An experience I had while still living in China's northeast bears this out. As I was in my kitchen one afternoon making supper, I heard a knock at the door. Since I was living in a building (in a real Chinese neighborhood) that had a security door, someone knocking at the door in itself was a bit unusual. Ignoring a simple rule of common sense like looking through the peep hole and asking who was out there, I just opened the door assuming it was one of my American teammates who lived on the one of the upper floors. I was wrong! When I opened the door, there stood a rather smallish, young woman dressed in a funny robe and hat.
In such a situation, I suspect that the last thing on earth that woman expected to see on the other side of the door was a slightly oversized foreign woman with yellow hair and fair skin. Upon seeing said woman, she would most likely either freeze, say excuse me and move on, or, if she were scared enough, maybe even scream! After all, one expects the door to be answered by a Chinese, not a foreigner! But not this lady. She was a picture of poise, and as if my presence were the most normal thing in the world, she smilingly launched into some kind of speech talking a mile a minute.
Keep in mind that at this point I had lived in China for ten years and had been working on my Chinese language skills for eight of those tenbut at that moment, I could not understand a word this sweet lady (should I say girl?) was saying.

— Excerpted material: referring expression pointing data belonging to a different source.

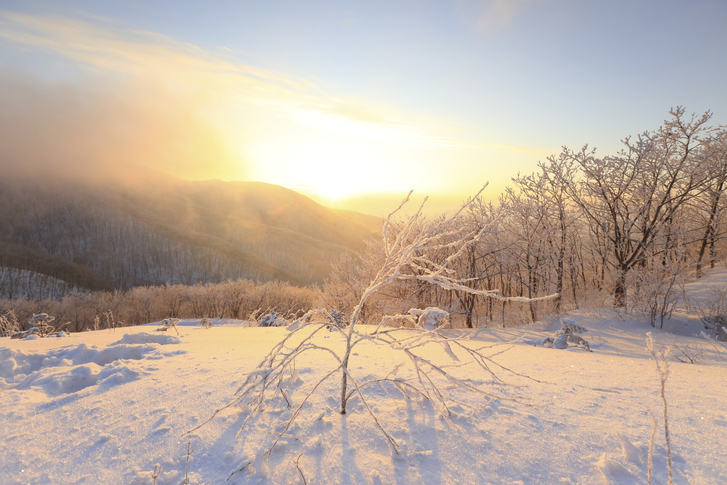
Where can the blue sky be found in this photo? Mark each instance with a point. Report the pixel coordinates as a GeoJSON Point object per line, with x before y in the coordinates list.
{"type": "Point", "coordinates": [342, 99]}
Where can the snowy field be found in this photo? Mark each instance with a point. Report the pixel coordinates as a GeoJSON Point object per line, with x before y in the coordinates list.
{"type": "Point", "coordinates": [107, 406]}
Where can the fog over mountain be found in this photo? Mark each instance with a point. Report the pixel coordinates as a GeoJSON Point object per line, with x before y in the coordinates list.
{"type": "Point", "coordinates": [149, 228]}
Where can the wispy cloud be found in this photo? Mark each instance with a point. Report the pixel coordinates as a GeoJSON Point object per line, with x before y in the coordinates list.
{"type": "Point", "coordinates": [496, 13]}
{"type": "Point", "coordinates": [104, 46]}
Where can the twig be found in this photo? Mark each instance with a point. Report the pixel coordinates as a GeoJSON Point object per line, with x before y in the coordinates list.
{"type": "Point", "coordinates": [663, 374]}
{"type": "Point", "coordinates": [186, 466]}
{"type": "Point", "coordinates": [297, 465]}
{"type": "Point", "coordinates": [155, 473]}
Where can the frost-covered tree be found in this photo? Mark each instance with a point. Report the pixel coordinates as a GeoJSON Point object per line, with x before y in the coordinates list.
{"type": "Point", "coordinates": [637, 194]}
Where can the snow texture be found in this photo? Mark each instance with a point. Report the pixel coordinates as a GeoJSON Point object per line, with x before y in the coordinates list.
{"type": "Point", "coordinates": [107, 406]}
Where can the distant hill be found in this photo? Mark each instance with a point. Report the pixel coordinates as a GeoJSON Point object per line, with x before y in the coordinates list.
{"type": "Point", "coordinates": [148, 228]}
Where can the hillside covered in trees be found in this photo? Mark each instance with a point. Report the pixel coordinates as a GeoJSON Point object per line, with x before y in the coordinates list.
{"type": "Point", "coordinates": [62, 234]}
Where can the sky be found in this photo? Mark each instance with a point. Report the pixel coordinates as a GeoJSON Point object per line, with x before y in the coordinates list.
{"type": "Point", "coordinates": [352, 103]}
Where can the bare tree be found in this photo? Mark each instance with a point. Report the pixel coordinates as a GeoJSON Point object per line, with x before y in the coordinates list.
{"type": "Point", "coordinates": [636, 194]}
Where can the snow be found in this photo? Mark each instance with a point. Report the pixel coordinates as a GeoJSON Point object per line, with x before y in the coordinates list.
{"type": "Point", "coordinates": [108, 406]}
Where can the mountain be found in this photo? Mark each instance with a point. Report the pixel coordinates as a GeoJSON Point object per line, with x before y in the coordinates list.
{"type": "Point", "coordinates": [147, 228]}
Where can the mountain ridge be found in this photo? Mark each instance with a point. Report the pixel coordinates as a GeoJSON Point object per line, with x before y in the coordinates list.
{"type": "Point", "coordinates": [120, 232]}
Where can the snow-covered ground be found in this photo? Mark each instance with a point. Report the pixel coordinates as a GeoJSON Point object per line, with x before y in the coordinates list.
{"type": "Point", "coordinates": [107, 406]}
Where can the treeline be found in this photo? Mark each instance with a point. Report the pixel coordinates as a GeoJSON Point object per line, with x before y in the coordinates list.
{"type": "Point", "coordinates": [622, 230]}
{"type": "Point", "coordinates": [238, 299]}
{"type": "Point", "coordinates": [100, 236]}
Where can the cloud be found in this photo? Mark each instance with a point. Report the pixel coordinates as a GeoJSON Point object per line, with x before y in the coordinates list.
{"type": "Point", "coordinates": [495, 13]}
{"type": "Point", "coordinates": [216, 77]}
{"type": "Point", "coordinates": [97, 125]}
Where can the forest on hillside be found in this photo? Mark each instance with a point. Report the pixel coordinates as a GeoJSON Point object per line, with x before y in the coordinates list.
{"type": "Point", "coordinates": [625, 230]}
{"type": "Point", "coordinates": [85, 236]}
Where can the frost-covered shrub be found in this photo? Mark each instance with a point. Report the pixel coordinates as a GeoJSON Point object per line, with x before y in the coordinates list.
{"type": "Point", "coordinates": [273, 319]}
{"type": "Point", "coordinates": [9, 324]}
{"type": "Point", "coordinates": [714, 313]}
{"type": "Point", "coordinates": [168, 323]}
{"type": "Point", "coordinates": [570, 331]}
{"type": "Point", "coordinates": [338, 318]}
{"type": "Point", "coordinates": [41, 322]}
{"type": "Point", "coordinates": [397, 321]}
{"type": "Point", "coordinates": [430, 318]}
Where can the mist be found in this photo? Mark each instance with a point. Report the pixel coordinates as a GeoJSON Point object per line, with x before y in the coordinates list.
{"type": "Point", "coordinates": [101, 128]}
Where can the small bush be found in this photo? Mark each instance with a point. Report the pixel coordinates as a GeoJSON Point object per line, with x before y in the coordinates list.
{"type": "Point", "coordinates": [570, 331]}
{"type": "Point", "coordinates": [273, 319]}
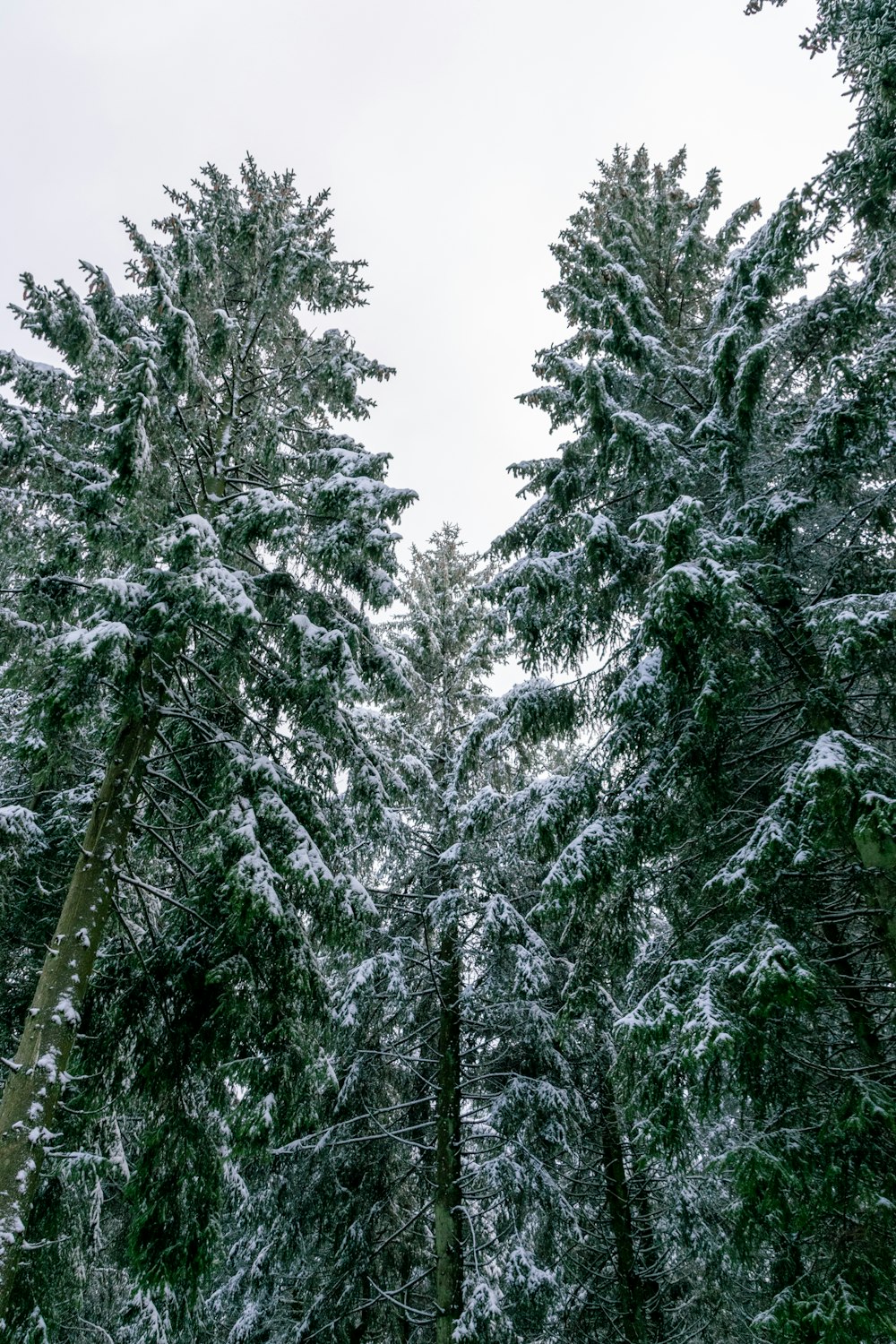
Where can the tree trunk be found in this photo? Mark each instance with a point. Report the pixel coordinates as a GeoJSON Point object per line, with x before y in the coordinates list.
{"type": "Point", "coordinates": [449, 1258]}
{"type": "Point", "coordinates": [619, 1207]}
{"type": "Point", "coordinates": [38, 1072]}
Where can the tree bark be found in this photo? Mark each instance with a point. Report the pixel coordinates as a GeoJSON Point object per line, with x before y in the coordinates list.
{"type": "Point", "coordinates": [449, 1249]}
{"type": "Point", "coordinates": [619, 1207]}
{"type": "Point", "coordinates": [38, 1073]}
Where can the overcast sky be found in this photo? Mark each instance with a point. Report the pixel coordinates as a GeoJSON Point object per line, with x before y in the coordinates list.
{"type": "Point", "coordinates": [455, 139]}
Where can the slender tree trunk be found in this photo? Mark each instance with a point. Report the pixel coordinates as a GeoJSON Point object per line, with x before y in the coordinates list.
{"type": "Point", "coordinates": [619, 1207]}
{"type": "Point", "coordinates": [449, 1250]}
{"type": "Point", "coordinates": [650, 1295]}
{"type": "Point", "coordinates": [38, 1072]}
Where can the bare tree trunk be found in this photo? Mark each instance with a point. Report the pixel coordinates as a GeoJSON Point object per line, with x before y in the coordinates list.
{"type": "Point", "coordinates": [449, 1250]}
{"type": "Point", "coordinates": [38, 1072]}
{"type": "Point", "coordinates": [619, 1207]}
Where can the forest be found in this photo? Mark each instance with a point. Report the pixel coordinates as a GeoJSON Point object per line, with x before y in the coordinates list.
{"type": "Point", "coordinates": [349, 1000]}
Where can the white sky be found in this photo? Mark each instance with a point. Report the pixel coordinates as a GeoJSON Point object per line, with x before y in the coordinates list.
{"type": "Point", "coordinates": [455, 139]}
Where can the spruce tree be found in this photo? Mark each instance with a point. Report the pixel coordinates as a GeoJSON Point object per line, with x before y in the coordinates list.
{"type": "Point", "coordinates": [718, 530]}
{"type": "Point", "coordinates": [426, 1196]}
{"type": "Point", "coordinates": [188, 538]}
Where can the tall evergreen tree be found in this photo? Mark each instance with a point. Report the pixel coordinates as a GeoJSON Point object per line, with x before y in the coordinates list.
{"type": "Point", "coordinates": [719, 531]}
{"type": "Point", "coordinates": [430, 1183]}
{"type": "Point", "coordinates": [188, 538]}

NOT ONE WORD!!! I could tell this was not going to be a positive language experience. Either she was simply talking too fast (possible), was speaking some obscure dialect (unlikely), or was using formalized speech that included ONLY vocabulary I had never studied (probable). My first response was to simply tell her that I did not understand, hoping that she would take pity on me, excuse herself, and leave quietly. Not this girl! She was on a mission. When I told her I did not understand, she just smiled, showed me her card (with a photo and the ubiquitous red stamp), and started her speech all over again. "I still don't understand," I pleaded, but to no avail.

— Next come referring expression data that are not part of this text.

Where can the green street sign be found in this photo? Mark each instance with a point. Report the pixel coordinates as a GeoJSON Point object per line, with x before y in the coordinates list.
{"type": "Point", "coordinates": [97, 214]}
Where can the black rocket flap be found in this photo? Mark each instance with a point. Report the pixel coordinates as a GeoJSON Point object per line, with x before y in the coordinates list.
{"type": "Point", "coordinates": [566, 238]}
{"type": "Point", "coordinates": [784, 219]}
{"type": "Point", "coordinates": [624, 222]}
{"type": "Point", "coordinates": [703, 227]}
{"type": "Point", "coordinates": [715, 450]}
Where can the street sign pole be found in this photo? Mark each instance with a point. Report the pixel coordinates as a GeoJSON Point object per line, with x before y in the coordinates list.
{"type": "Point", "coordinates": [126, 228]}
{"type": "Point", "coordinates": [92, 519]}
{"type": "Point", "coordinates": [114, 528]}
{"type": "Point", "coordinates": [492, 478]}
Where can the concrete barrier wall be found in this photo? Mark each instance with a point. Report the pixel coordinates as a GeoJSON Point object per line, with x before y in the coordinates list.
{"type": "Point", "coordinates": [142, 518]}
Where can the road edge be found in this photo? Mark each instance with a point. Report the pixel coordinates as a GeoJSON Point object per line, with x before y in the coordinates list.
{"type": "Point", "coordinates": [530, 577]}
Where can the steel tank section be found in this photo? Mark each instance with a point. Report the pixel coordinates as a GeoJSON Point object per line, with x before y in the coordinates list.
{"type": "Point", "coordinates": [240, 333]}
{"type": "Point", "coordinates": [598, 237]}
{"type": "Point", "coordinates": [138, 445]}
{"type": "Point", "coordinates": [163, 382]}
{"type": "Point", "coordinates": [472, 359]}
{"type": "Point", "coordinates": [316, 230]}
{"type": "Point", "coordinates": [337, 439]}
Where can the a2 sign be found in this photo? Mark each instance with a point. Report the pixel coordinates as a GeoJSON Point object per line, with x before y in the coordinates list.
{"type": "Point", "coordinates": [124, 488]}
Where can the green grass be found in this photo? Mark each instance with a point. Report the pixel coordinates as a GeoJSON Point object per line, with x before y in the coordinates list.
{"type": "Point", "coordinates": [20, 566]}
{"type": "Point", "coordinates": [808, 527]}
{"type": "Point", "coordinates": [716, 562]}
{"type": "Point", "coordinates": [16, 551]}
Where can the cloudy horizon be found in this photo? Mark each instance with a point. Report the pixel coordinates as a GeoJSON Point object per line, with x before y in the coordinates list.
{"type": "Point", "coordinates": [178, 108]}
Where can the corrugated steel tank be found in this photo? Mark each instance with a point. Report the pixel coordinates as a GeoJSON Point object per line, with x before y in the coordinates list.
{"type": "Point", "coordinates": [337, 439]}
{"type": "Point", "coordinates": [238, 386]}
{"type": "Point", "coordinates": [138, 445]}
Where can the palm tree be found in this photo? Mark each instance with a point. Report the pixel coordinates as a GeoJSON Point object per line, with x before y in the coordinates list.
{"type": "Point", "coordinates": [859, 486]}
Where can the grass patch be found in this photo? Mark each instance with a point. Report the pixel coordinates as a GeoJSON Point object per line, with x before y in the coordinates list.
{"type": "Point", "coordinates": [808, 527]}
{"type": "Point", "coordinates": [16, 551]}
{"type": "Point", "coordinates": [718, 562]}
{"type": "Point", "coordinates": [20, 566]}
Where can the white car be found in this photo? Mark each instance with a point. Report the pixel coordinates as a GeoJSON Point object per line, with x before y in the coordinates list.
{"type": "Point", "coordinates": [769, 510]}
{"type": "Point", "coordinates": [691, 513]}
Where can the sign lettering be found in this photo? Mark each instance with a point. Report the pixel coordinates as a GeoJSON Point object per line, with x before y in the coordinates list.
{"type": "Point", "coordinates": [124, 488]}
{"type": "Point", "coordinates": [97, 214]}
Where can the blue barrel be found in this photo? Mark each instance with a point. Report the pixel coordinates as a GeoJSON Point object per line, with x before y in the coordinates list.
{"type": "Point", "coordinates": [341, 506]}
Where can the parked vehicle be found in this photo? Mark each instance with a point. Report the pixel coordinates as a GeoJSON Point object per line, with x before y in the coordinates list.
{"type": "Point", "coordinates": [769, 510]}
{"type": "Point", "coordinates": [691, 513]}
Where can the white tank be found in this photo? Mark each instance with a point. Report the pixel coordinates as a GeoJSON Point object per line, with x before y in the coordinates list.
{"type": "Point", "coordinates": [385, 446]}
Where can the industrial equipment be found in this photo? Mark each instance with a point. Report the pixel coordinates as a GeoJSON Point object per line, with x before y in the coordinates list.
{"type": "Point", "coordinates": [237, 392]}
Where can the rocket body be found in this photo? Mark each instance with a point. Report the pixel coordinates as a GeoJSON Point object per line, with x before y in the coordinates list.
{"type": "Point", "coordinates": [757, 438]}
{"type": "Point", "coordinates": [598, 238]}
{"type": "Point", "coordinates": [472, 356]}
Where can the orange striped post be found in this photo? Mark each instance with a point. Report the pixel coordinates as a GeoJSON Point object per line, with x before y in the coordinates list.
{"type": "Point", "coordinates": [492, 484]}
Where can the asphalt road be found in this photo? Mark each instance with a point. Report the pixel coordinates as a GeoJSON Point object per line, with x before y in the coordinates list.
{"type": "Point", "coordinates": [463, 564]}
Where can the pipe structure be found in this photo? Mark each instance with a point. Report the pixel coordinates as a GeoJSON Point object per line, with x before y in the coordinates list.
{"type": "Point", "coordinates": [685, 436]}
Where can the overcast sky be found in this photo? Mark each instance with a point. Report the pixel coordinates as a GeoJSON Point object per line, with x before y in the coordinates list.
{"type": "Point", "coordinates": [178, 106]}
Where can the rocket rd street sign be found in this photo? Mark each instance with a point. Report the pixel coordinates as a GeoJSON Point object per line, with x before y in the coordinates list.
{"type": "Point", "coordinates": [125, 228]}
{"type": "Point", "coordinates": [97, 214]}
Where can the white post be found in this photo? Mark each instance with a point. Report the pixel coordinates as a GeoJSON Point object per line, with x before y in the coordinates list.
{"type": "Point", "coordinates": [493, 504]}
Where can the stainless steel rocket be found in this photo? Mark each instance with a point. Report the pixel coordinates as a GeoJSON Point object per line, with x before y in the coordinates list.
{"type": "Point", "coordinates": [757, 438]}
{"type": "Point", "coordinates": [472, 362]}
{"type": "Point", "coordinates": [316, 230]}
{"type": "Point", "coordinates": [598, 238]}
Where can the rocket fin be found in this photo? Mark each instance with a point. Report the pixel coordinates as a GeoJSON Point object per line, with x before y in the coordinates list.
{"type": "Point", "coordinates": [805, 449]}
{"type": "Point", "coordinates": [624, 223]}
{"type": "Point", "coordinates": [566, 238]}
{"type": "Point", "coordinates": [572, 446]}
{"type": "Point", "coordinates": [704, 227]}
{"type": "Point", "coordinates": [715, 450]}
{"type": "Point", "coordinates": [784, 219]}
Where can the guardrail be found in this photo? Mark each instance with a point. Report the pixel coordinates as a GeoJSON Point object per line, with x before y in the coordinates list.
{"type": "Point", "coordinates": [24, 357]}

Somehow, I had to get her away from her prepared speech and using more colloquial language that I might have a chance of understanding. "Just what is it that you want me to do?" I asked, this time going for the more direct approach. Sighing, but without breaking her sweet smile, she plunged in again. It was still the speech, still formal, but this time I caught what seemed to me to be three essential words: "temple," "donate money," and "repairs." AHAH! Suddenly her attire made sense. She was a young nun from a Buddhist temple, going door-to-door collecting donations for temple repairs! Wanting to be sure of my conclusion, I asked her if that was who she was and what she was doing. "Yes!" Now we were both smiling, feeling very pleased with our success. She showed me her notebook filled with the names of my neighbors who had promised donations. A little peer pressure never hurts. I told her that I was a Christian and therefore preferred to donate my money to the church. "Oh, but Buddhism and Christianity are almost the same," she replied. I assured her that they were not, and that I still preferred to donate my money elsewhere. "I'm sorry." One more smile, a shrug of the shoulders, and she was on her way up the stairs.
I call this a "normalizing" event, and the normalizing came in two forms. One was in seeing a way in which this society also has a way for people to make charitable donations, even to religious entities. The other was in being treated like anyone else in the building. I got no special treatment, positive or negative, because I was a foreigner. At least for a brief time, I was a resident, a member of the speech community, and the same expectations were being placed on me as were being placed on my neighbors. I went back into the kitchen smiling.